No matter which approach you choose, you will need to import and create an object based on the **CompanyNameCleaner()** class. This notebook shows to customize the behaviour of this class to adapt the cleaning process to your projects.

<div class="alert alert-block alert-info">
<b>Note:</b> The complete documentation of the <b>financial-entity-cleaner</b> is available at <a href="https://financial-entity-cleaner.readthedocs.io/en/latest/" title="ReadTheDocs">ReadTheDocs</a>.</div>

In [1]:
# Sets up the location of the api relative to this notebook 
import sys
sys.path.append('../../')

In [2]:
# Import the module for cleaning company's name
from financial_entity_cleaner.text.name import CompanyNameCleaner

In [3]:
# Create a CompanyNameCleaner object
company_cleaner_obj = CompanyNameCleaner()

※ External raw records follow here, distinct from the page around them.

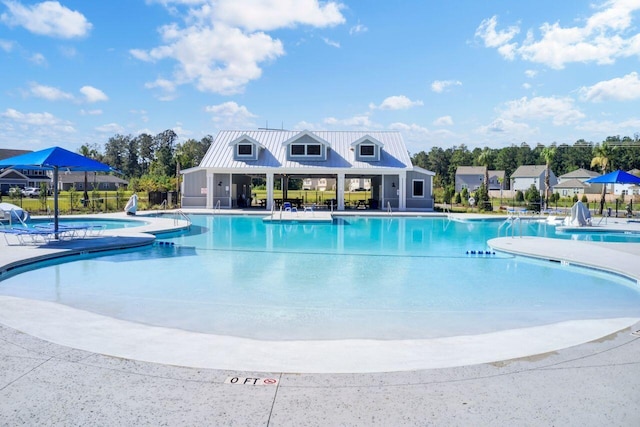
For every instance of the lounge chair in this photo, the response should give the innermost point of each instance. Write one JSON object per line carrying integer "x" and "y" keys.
{"x": 26, "y": 236}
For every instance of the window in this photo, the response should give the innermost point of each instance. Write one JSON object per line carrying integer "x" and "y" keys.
{"x": 313, "y": 150}
{"x": 297, "y": 149}
{"x": 418, "y": 188}
{"x": 367, "y": 150}
{"x": 245, "y": 149}
{"x": 306, "y": 150}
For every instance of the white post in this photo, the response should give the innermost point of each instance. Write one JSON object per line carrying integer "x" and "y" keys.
{"x": 210, "y": 190}
{"x": 340, "y": 191}
{"x": 270, "y": 178}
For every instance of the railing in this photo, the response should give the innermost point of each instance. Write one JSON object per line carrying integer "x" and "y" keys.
{"x": 180, "y": 214}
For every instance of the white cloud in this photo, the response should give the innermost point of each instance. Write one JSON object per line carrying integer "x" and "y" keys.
{"x": 492, "y": 38}
{"x": 84, "y": 112}
{"x": 357, "y": 29}
{"x": 629, "y": 126}
{"x": 399, "y": 102}
{"x": 417, "y": 136}
{"x": 36, "y": 119}
{"x": 601, "y": 39}
{"x": 501, "y": 125}
{"x": 49, "y": 93}
{"x": 7, "y": 45}
{"x": 167, "y": 88}
{"x": 216, "y": 59}
{"x": 625, "y": 88}
{"x": 38, "y": 59}
{"x": 440, "y": 86}
{"x": 443, "y": 121}
{"x": 110, "y": 128}
{"x": 230, "y": 114}
{"x": 92, "y": 94}
{"x": 561, "y": 111}
{"x": 47, "y": 18}
{"x": 331, "y": 42}
{"x": 356, "y": 122}
{"x": 267, "y": 15}
{"x": 222, "y": 44}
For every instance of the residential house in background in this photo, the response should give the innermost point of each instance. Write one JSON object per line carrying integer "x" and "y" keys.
{"x": 224, "y": 176}
{"x": 471, "y": 177}
{"x": 66, "y": 180}
{"x": 527, "y": 175}
{"x": 20, "y": 177}
{"x": 572, "y": 183}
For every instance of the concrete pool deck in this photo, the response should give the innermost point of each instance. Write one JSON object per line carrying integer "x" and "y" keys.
{"x": 595, "y": 383}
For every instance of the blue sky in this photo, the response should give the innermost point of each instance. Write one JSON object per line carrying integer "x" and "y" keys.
{"x": 444, "y": 73}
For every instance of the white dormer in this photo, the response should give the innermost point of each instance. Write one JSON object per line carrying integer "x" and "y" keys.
{"x": 306, "y": 146}
{"x": 246, "y": 148}
{"x": 367, "y": 149}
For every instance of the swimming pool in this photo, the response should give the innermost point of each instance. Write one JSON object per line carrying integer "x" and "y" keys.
{"x": 361, "y": 277}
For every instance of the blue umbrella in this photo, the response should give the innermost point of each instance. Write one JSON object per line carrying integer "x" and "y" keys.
{"x": 54, "y": 159}
{"x": 616, "y": 177}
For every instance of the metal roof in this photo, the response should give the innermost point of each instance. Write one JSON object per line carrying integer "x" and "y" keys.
{"x": 579, "y": 173}
{"x": 529, "y": 171}
{"x": 394, "y": 153}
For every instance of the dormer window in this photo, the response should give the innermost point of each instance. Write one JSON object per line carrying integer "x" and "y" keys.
{"x": 246, "y": 148}
{"x": 306, "y": 146}
{"x": 367, "y": 150}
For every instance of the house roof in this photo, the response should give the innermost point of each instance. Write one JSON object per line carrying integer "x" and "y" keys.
{"x": 471, "y": 170}
{"x": 5, "y": 153}
{"x": 497, "y": 174}
{"x": 529, "y": 171}
{"x": 571, "y": 183}
{"x": 579, "y": 173}
{"x": 394, "y": 154}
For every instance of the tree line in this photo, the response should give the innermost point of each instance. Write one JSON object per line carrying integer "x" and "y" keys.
{"x": 149, "y": 162}
{"x": 624, "y": 154}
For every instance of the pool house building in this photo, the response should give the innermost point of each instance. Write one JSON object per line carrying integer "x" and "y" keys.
{"x": 227, "y": 173}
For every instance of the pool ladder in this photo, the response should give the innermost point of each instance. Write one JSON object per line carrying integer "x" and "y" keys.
{"x": 510, "y": 223}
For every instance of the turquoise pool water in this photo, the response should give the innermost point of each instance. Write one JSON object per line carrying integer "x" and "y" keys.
{"x": 378, "y": 278}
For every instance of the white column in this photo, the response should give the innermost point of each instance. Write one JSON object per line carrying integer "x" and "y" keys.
{"x": 269, "y": 191}
{"x": 402, "y": 188}
{"x": 210, "y": 189}
{"x": 340, "y": 191}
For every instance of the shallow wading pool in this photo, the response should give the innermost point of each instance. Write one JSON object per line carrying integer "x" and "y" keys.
{"x": 360, "y": 277}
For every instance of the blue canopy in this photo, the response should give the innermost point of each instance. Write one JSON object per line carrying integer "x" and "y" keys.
{"x": 53, "y": 159}
{"x": 617, "y": 177}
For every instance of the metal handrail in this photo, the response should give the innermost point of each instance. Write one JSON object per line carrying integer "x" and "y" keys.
{"x": 179, "y": 214}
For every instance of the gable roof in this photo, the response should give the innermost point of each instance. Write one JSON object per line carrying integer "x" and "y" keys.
{"x": 579, "y": 173}
{"x": 5, "y": 153}
{"x": 571, "y": 183}
{"x": 471, "y": 170}
{"x": 394, "y": 154}
{"x": 529, "y": 171}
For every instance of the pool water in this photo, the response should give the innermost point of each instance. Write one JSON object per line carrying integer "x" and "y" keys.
{"x": 361, "y": 277}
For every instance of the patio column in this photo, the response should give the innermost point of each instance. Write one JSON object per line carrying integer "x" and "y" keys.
{"x": 269, "y": 191}
{"x": 402, "y": 191}
{"x": 340, "y": 191}
{"x": 210, "y": 189}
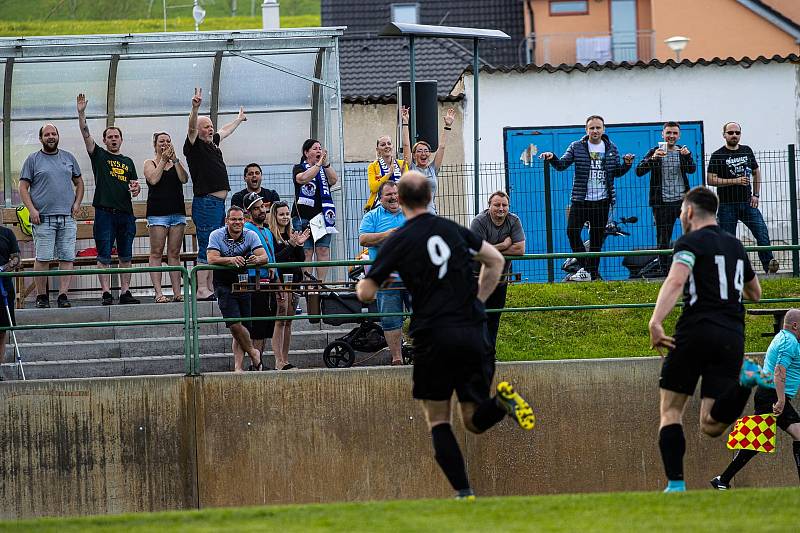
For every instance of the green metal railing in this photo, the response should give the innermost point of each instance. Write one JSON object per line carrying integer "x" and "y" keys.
{"x": 186, "y": 320}
{"x": 191, "y": 320}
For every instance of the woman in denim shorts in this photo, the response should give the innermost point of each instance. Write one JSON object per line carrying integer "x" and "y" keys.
{"x": 166, "y": 212}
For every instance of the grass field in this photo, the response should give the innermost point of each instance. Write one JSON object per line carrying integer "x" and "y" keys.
{"x": 762, "y": 510}
{"x": 608, "y": 333}
{"x": 90, "y": 27}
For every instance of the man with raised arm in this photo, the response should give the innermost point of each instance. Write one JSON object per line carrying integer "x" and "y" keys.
{"x": 116, "y": 182}
{"x": 209, "y": 182}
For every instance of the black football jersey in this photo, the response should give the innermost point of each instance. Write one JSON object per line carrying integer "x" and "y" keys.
{"x": 720, "y": 269}
{"x": 433, "y": 256}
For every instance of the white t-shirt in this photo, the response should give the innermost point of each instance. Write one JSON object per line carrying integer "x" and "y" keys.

## 1. Cleaning single instances of company's names  <a id="clean_names"></a>

In [12]:
# Checking the type of legal terms dictionary set as default
# returns 'language,country'
company_cleaner_obj.get_info_current_legal_term_dict()

['us', 'en']

In [13]:
# Checking the cleaning rules set as default
company_cleaner_obj.default_cleaning_rules

['replace_amperstand_between_space_by_AND',
 'replace_hyphen_between_spaces_by_single_space',
 'replace_underscore_between_spaces_by_single_space',
 'remove_text_puctuation_except_dot',
 'remove_math_symbols',
 'remove_words_in_parentheses',
 'remove_parentheses',
 'remove_brackets',
 'remove_curly_brackets',
 'enforce_single_space_between_words']

Default parameters: performs the normalization of legal terms and returns the clean name in lower case.

In [14]:
# Call the cleaning function with the default cleaning rules
clean_name = company_cleaner_obj.get_clean_name(company_name)
print(clean_name)

89 Grand Budapest Hotel Adm@Budapest.Com & 7 Www.Gbhotel.Com Limited


## 2. Not applying the normalization of legal terms

In [15]:
# Remove the normalization of the legal terms
company_cleaner_obj.normalize_legal_terms = False

In [16]:
# Call the cleaning function
clean_name = company_cleaner_obj.get_clean_name(company_name)
print(clean_name)

89 Grand Budapest Hotel Adm@Budapest.Com & 7 Www.Gbhotel.Com Lt


## 3. Returning the clean name in upper case

In [17]:
# Changing the resultant letter case
company_cleaner_obj.output_lettercase="upper"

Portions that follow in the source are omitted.